Jan 2
Subvert and Profit
Now that’s a nice name for a website. Subvert and Profit shows the ugly face of the internet underground.
There are many online communities dedicated to exchange services for money, and there’s nothing wrong about that.
But it’s quite usual to find “job opportunities” to vote for certain items on digg.com or stumbleupon.com. There are also link exchanges, del.icio.us tagging and several other ways to bring traffic to websites.
Some are sleazier than others and most explore the inequities of social news algorithms. The idea is quite simple. Get a group of 100 people to vote for your story on digg and you’re on the front page, getting the much wanted traffic to your website.

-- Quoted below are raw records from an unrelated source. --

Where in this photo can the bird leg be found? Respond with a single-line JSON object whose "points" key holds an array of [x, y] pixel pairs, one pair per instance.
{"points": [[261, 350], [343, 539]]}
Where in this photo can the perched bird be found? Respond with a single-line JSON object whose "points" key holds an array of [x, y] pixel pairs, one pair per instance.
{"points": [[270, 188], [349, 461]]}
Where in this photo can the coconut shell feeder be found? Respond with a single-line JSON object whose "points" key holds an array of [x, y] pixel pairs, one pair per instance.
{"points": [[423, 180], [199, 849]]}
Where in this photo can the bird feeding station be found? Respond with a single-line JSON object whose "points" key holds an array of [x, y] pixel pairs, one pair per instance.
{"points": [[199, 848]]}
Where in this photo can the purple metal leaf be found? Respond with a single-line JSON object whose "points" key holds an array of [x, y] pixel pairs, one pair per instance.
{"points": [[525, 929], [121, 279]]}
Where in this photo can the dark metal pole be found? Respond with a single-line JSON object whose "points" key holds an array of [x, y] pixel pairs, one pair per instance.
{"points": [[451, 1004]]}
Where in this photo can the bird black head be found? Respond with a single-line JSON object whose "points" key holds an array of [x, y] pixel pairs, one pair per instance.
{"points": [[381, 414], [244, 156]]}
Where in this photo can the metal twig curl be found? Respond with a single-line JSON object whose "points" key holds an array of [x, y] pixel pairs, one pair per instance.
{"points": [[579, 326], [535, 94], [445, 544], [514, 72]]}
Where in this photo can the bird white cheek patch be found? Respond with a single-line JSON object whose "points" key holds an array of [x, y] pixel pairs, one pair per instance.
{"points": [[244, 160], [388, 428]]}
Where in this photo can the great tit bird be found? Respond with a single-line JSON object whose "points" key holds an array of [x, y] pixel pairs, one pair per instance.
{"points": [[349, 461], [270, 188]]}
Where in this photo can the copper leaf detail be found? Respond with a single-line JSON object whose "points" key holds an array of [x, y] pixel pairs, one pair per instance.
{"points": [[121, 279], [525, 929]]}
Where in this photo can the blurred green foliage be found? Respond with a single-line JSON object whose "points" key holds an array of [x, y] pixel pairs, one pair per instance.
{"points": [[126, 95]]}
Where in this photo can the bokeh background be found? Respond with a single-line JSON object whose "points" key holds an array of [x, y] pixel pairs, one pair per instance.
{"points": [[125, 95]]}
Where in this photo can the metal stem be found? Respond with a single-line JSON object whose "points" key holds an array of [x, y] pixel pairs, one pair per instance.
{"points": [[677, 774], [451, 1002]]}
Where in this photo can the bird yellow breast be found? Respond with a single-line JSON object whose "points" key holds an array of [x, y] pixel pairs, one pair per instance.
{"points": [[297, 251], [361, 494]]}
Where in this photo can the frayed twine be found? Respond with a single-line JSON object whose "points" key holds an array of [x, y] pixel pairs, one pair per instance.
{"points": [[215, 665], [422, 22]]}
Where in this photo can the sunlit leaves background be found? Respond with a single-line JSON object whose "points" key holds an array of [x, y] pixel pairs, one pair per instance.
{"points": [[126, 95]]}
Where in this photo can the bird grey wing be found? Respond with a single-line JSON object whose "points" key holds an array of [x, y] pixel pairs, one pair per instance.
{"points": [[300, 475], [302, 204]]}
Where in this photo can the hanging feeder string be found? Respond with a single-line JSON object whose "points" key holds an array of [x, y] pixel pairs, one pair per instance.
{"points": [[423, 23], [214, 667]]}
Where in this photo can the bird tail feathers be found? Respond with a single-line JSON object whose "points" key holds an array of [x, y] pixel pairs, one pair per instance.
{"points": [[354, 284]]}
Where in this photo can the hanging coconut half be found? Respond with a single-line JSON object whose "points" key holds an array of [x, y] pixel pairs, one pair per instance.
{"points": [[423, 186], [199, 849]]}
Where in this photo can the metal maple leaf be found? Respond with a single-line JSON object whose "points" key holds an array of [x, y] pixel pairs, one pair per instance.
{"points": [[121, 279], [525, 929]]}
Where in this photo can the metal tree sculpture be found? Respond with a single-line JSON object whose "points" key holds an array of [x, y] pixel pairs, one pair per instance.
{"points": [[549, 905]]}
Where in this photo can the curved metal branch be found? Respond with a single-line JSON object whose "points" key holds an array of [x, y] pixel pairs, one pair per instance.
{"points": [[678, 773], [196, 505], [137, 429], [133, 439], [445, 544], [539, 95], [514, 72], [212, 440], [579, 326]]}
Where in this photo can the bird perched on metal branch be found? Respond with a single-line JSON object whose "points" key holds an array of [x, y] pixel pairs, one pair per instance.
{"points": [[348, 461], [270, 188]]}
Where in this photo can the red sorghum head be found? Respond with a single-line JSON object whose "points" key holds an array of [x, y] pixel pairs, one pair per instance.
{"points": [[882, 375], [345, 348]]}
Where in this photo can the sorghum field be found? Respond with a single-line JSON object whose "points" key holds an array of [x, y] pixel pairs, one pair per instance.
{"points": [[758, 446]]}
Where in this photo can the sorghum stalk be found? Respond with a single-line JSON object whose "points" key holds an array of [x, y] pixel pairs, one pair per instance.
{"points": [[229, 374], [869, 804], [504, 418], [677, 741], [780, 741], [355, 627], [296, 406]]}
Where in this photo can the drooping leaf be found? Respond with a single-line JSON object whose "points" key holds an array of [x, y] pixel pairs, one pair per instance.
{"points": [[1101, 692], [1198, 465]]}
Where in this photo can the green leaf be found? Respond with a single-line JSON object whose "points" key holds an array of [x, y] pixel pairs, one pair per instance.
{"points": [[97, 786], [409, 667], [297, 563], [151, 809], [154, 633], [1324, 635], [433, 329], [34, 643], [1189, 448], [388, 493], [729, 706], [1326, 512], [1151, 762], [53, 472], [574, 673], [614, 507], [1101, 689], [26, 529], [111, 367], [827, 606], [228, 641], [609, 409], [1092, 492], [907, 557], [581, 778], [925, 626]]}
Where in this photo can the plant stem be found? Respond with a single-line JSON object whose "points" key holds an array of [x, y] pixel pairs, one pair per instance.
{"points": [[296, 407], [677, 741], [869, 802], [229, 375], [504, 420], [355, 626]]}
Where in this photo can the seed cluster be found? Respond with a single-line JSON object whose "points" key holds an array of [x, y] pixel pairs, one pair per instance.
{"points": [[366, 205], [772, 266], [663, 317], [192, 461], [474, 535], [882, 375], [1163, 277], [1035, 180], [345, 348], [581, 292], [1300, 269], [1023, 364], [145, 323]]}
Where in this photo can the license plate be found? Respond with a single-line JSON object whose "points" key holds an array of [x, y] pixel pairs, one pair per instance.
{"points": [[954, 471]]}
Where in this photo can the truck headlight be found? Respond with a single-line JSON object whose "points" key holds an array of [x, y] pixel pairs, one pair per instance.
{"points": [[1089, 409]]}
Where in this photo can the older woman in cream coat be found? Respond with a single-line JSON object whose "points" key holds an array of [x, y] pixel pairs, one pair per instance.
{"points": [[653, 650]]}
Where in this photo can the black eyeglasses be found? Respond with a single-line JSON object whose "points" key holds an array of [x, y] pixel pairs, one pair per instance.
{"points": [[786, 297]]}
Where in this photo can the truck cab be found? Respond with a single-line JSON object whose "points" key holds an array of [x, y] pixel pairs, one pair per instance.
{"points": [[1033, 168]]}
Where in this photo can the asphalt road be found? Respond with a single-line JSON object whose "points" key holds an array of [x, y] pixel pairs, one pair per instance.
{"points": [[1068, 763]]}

Apparently Subvert and Profit is expanding to youtube, according to this Techcrunch post:
While they have not yet revealed how they plan on subverting and profiting from YouTube, we can take some guesses based on Dan Ackerman’s infamous guest post on the subject. Dan’s viral suggestions included email lists, comments, views, blog embeds, and ratings. I imagine S&P’s strategy will center around paying their users to boost each of these.
However, getting big on YouTube is significantly harder than Digg or StumbleUpon. Front page featured videos are chosen by YouTube itself and pushing a video up the ranks in terms of views requires tens of thousands, not hundreds of user actions. I can only imagine their plans include outright view fraud to make the video “go viral”.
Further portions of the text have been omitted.